TryCua launches Cua Driver Linux with background computer use and Wayland preview
TryCua brought Cua Driver to Linux, letting Claude Code, Codex, Hermes, and custom agents control real desktop apps via CLI or MCP without taking over the main terminal. The release also adds headless SSH execution and a preview of multi-window Wayland control across supported distros.

TL;DR
- trycua's launch thread says Cua Driver now runs on Linux, giving Claude Code, Codex, Hermes, and custom agents a way to control real desktop apps through CLI or MCP while the main desktop stays usable.
- trycua's Wayland preview demo shows the Linux port is not just X11 automation, it already includes a preview of multi-window Wayland control with 16 independent cursors.
- trycua's background dev loop demo positions the release as agent QA infrastructure, not just UI playback: Claude Code builds an app, drives the UI, and checks its own work without taking over the foreground terminal.
- trycua's headless SSH demo extends the same stack to remote boxes, where an agent builds a spreadsheet workflow on a machine with no GPU and no attached display.
- trycua's distro and support post adds the practical rollout details: Debian 12, Ubuntu 22.04, Rocky 9, and Fedora 41 are supported today, and trycua's availability post links both the repo and blog.
You can browse the repo and read the launch post, but the demos are the interesting bit. trycua's multi-pointer clip shows several synthetic cursors moving at once, the calculator demo keeps the agent terminal frontmost while the agent tests its own UI, and the SSH spreadsheet run pushes the whole thing onto a headless remote Linux box.
Background computer use on Linux
TryCua's pitch is straightforward: Linux desktop automation that does not monopolize the operator's screen. trycua's launch thread says agents can drive real apps in the background over CLI or MCP, with X support and Wayland in preview.

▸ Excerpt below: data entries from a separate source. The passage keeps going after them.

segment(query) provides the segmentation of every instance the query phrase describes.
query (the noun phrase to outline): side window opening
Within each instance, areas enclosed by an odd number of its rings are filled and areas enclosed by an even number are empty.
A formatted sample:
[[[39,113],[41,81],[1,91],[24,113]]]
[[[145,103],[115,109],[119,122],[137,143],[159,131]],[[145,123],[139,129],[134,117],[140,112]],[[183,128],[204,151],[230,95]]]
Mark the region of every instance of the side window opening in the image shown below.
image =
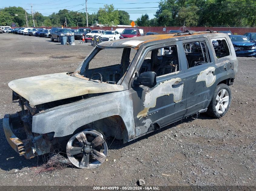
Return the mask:
[[[188,68],[211,62],[209,49],[205,42],[189,42],[184,44],[183,46]]]
[[[212,40],[211,42],[214,48],[216,57],[218,58],[220,58],[229,55],[230,53],[228,46],[225,40]]]
[[[154,49],[146,55],[139,73],[154,72],[160,76],[179,71],[176,45]]]

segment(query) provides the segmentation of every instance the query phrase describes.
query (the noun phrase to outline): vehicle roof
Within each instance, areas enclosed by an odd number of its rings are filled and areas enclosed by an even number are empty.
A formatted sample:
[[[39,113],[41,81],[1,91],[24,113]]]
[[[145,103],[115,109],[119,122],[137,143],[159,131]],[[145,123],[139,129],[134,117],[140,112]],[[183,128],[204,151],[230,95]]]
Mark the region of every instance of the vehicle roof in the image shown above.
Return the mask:
[[[246,37],[246,38],[247,37],[246,36],[245,36],[244,35],[239,35],[238,34],[232,34],[232,35],[230,35],[231,37]]]
[[[200,38],[205,37],[206,35],[209,36],[211,38],[226,37],[227,34],[224,34],[214,31],[204,31],[192,32],[192,33],[183,33],[178,34],[163,34],[153,35],[145,35],[132,38],[119,40],[115,41],[107,41],[102,42],[97,45],[97,46],[101,48],[123,48],[126,47],[131,47],[135,49],[138,49],[142,44],[148,43],[156,42],[159,41],[160,43],[166,42],[160,42],[162,40],[169,39],[168,41],[173,41],[180,40],[182,38],[188,38],[194,37]]]

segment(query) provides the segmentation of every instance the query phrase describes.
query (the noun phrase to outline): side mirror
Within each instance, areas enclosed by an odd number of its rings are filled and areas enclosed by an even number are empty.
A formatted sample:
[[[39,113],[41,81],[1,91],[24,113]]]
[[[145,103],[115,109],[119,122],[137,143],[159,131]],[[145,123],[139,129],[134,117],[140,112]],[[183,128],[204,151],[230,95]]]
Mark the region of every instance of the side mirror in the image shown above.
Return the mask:
[[[153,88],[156,84],[156,74],[154,72],[146,72],[141,73],[134,80],[133,85],[138,86],[142,85],[148,88]]]

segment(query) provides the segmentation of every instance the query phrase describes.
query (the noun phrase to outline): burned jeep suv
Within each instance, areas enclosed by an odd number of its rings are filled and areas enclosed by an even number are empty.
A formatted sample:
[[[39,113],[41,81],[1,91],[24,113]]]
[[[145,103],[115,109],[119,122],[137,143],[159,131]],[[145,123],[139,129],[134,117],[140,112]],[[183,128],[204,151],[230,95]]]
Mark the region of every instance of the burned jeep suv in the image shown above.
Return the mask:
[[[225,115],[238,66],[228,35],[135,38],[98,44],[74,72],[10,82],[21,108],[3,119],[12,147],[26,158],[61,148],[74,165],[94,168],[108,137],[125,143],[194,114]]]

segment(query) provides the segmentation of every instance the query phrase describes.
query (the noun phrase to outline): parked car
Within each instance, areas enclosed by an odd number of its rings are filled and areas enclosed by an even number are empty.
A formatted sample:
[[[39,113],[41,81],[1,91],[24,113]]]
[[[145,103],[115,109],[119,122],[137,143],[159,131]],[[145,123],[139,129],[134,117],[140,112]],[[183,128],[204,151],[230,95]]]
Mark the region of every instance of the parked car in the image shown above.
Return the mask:
[[[36,32],[34,35],[35,35],[35,37],[39,37],[39,33],[40,33],[42,31],[44,30],[45,29],[39,29],[37,30],[37,31]]]
[[[122,34],[121,34],[120,38],[122,39],[141,36],[141,35],[138,29],[128,28],[125,29],[124,30]]]
[[[247,33],[244,35],[252,43],[256,43],[256,33]]]
[[[7,31],[9,30],[9,28],[5,28],[2,30],[4,33],[7,33]]]
[[[146,33],[146,35],[152,35],[154,34],[158,34],[158,33],[154,32],[148,32]]]
[[[0,26],[0,29],[2,29],[2,30],[3,30],[4,29],[10,28],[11,27],[10,26]]]
[[[23,32],[23,30],[25,29],[25,27],[23,27],[21,28],[18,30],[17,33],[18,34],[22,34],[22,32]]]
[[[21,28],[16,28],[14,29],[14,31],[13,32],[13,33],[14,33],[14,34],[17,34],[18,33],[18,31],[20,30],[21,29]]]
[[[40,37],[49,37],[51,35],[51,30],[50,29],[45,29],[43,30],[39,33],[38,36]]]
[[[83,39],[83,37],[85,38],[87,33],[91,32],[91,29],[89,28],[81,28],[78,29],[77,31],[74,33],[74,38],[75,40]]]
[[[169,33],[174,34],[175,33],[181,33],[183,32],[180,30],[171,30],[169,31]]]
[[[226,33],[229,36],[231,35],[233,35],[233,34],[231,31],[229,30],[221,30],[219,31],[220,33]]]
[[[96,38],[98,38],[105,32],[105,31],[103,30],[93,30],[91,32],[86,34],[86,37],[92,38],[96,35]]]
[[[120,34],[115,30],[106,30],[101,35],[101,41],[115,40],[120,38]]]
[[[35,35],[35,34],[37,31],[38,30],[40,29],[39,28],[33,28],[31,30],[28,32],[28,34],[29,36],[32,36]]]
[[[124,30],[125,29],[125,28],[119,28],[116,29],[115,30],[117,31],[118,32],[118,33],[119,33],[120,34],[122,34],[122,33],[123,32],[123,31],[124,31]]]
[[[22,31],[22,34],[25,35],[27,35],[28,31],[33,30],[33,28],[30,28],[29,27],[25,28]]]
[[[21,110],[3,119],[9,144],[27,159],[62,147],[74,165],[93,168],[106,161],[105,138],[125,143],[194,114],[221,117],[238,72],[232,43],[222,33],[190,34],[102,42],[73,72],[10,82]],[[219,52],[214,40],[224,45]],[[115,62],[106,56],[117,54]]]
[[[68,31],[68,32],[69,33],[70,35],[73,35],[77,31],[77,30],[76,29],[70,29],[69,31]]]
[[[256,44],[246,36],[241,35],[230,36],[237,56],[256,55]]]
[[[60,42],[60,37],[67,36],[69,35],[69,29],[62,28],[53,28],[51,29],[50,34],[51,40],[54,41],[57,40],[59,43]]]
[[[10,28],[8,29],[6,32],[7,33],[12,33],[13,31],[13,29]]]

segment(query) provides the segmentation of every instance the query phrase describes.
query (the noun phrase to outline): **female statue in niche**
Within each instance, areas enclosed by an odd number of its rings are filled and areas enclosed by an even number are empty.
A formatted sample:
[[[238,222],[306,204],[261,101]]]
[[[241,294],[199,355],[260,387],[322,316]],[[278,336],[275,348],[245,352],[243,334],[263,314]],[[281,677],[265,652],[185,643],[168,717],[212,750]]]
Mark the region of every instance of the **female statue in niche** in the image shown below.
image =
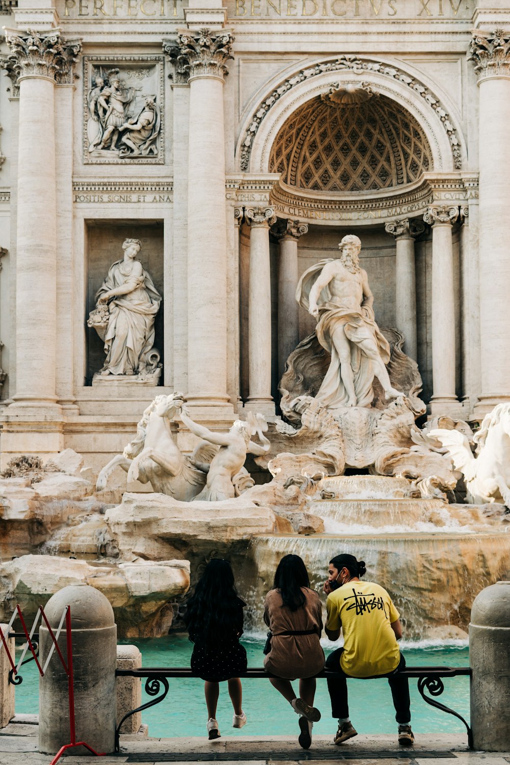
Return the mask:
[[[124,258],[113,263],[96,295],[97,304],[87,321],[104,340],[108,375],[159,376],[160,355],[154,347],[154,323],[161,296],[136,256],[139,239],[124,240]]]

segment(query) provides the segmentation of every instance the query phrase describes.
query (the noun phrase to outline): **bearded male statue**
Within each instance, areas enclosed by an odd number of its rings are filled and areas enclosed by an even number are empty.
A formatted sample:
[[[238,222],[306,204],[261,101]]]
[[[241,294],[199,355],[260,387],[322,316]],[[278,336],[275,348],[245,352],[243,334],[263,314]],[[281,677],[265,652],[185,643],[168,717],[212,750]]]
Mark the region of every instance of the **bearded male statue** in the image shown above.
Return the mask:
[[[361,241],[344,236],[339,259],[319,261],[301,276],[296,300],[318,319],[317,339],[331,363],[316,396],[329,409],[370,406],[374,376],[386,399],[402,396],[391,386],[385,364],[390,347],[375,324],[374,296],[359,265]]]

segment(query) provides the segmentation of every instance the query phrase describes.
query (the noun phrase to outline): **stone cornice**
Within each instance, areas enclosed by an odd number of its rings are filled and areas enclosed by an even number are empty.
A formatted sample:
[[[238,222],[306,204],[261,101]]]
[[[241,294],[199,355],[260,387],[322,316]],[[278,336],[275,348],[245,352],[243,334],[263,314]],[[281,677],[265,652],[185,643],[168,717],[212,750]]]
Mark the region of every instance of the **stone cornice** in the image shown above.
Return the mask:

That makes the release more interesting than a narrow Claude Code add-on. The same post explicitly names Hermes, Codex, and custom loops, which frames Cua Driver as a reusable control layer for agent stacks rather than a single bundled workflow.
Synthetic pointers and Wayland
The most eye-catching demo is concurrency. trycua's XFCE demo shows multiple synthetic pointers dragging text at the same time while the main window stays frontmost.
Wayland is still marked preview, but the demo claim is already ambitious: 16 cursors across 16 windows, each moving independently. That is a much stronger statement than basic Linux support, because Wayland automation is usually where desktop-control claims get squishy.
Self-QA loops and remote runs
In the calculator example, Claude Code writes the app, opens the calculator UI, and QA checks the result while the terminal remains in front. The useful detail is not the calculator, it is the shape of the loop: code generation, UI manipulation, and verification in one run.
A second demo moves the same pattern onto a remote Linux machine with no GPU and no display attached. According to trycua's SSH post, the agent builds a working budget inside a real spreadsheet app over SSH, which pushes Cua Driver past local desktop automation into remote ops territory.
Distros and open source
The release ships with four named distro targets:
- Debian 12, per trycua's support note
- Ubuntu 22.04, per the same support note
- Rocky 9, per the same support note
- Fedora 41, per the same support note
That same post says the code is open source and invites contributions for more distro support and issue reports. trycua's availability post is also where the company points people to the repo and launch blog, which is the closest thing in the thread to an official handoff from demos to docs.